Strength Basics

Getting stronger, fitter, and healthier by sticking to the basics. It's not rocket science, it's doing the simple stuff the right way. Strength-Basics updates every Monday, plus extra posts during the week.

Sunday, February 15, 2009

Training Terms: Complexes and Circuits

Complexes and circuits resemble each other in many ways.

A circuit is an exercise routine where you do one set of an exercise, then move immediately to another exercise. After you finish one set of, or a specific time on, each exercise in the circuit, you rest before starting another round of the same exercises. Your rest times and total number of circuits are determined by your fitness level and the intensity level of the exercises. An example of a circuit are the workouts at Simplefit (a number of pullups, then pushups, then squats); a machine-based circuit is the workout behind Curves.
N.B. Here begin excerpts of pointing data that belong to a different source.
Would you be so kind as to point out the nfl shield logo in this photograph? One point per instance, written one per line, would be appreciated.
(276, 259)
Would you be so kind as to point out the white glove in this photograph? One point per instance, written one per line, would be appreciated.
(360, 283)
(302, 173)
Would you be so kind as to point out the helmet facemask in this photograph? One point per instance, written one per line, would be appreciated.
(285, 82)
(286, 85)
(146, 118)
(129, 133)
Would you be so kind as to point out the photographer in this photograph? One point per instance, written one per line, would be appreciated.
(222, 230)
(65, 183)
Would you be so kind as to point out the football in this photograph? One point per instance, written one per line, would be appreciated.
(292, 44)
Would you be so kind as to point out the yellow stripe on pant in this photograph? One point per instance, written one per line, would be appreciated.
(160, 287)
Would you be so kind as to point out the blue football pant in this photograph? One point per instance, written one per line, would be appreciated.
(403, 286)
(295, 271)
A complex is a barbell or dumbbell circuit. Instead of going station to station or exercise to exercise, you simply smoothly move from one exercise to another using the same dumbbells or barbell. Once you have finished the proscribed number of reps for each exerice in turn, you rest before doing another round of the same exercises.
Istvan Javorek is famous as the developer, or at least popularizer, of the complex. Many others (including Alwyn Cosgrove and Dan John) have further developed the complex and expanded their usage in the training world.

Here is an example of a circuit: The is "Cindy" from Crossfit.
20 minute AMRAP (As Many Rounds As Possible in 20 minutes)
5 pullups
10 pushups
15 squats

So for 20 minutes, you do 5 pullups, then 10 pushups, then 15 squats. Then, as soon as you are able (immediately, or after a brief rest), you do another 5 pullups, 10 pushups, 15 squats, etc. You continue until 20 minutes have passed, and see how many rounds you did. Your fitness improvement in this kind of circuit is based on how many rounds you complete.
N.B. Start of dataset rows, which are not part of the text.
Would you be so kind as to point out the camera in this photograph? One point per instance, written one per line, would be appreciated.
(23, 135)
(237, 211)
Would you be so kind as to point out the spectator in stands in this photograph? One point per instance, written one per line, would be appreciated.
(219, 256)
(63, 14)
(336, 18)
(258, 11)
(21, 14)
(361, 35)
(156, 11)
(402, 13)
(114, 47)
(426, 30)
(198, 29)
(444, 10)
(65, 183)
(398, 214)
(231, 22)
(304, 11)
Here is an example of a barbell complex. This is Istvan Javorek's Complex 1

Barbell Upright Row x 6
Barbell High Pull Snatch x 6
Barbell Behind the Head Squat Push Press x 6
Barbell Behind the Head Good Morning x 6
Barbell Bent Over Row x 6

Each round, you do 30 continuous reps - 6 of each of the five exercises. Then you rest after one round, and then do aother, for as many rounds as you have planned. The weight of the bar will be set by the weakest exercise you do in the circuit, because you must be able to complete all of the reps without changing weight.

What's the difference between a barbell circuit and a barbell complex? Basically, if you're keeping the same weight the whole time, it's a complex. You never set the bar down in a complex (unless your exercises call for doing so, like deadlifts). You don't change weight. In a barbell circuit, you may in fact be setting the bar down, doing a different weight at a different station. For example, Crossfit's workout "Linda" involves bench pressing, cleans, and deadlifts in a circuit. A different weight is used for each exercise, so it's a circuit but not a complex. Compare that to this video below of a complex done with a dumbbells and even weight plates.
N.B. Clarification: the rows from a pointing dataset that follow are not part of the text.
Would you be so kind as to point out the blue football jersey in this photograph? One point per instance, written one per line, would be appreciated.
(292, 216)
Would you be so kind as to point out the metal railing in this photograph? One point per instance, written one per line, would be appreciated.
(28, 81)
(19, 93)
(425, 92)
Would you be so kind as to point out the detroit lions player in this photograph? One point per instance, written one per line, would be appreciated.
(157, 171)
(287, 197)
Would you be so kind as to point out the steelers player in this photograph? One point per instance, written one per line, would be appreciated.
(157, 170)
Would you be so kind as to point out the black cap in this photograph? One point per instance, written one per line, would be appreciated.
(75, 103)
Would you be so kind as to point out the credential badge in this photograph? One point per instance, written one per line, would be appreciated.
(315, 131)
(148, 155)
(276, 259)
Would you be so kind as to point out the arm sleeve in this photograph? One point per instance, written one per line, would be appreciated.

What are circuits and complexes good for? Conditioning, mostly. You can't go too heavy on circuits and complexes, and the lack of rest means the early lifts will tire you out for the later lifts. But that very factor makes it great for cardiovascular conditioning - you go a lighter than usual but faster and with less rest. You can get stronger on complexes and circuits, but that's not usually the main goal. The goal is usually to improve your ability to keep going through fatigue. Go heavy enough, and with fewer reps (complexes with 3 reps, for example, done heavier than the 6 reps listed above), and you'll get stronger, too.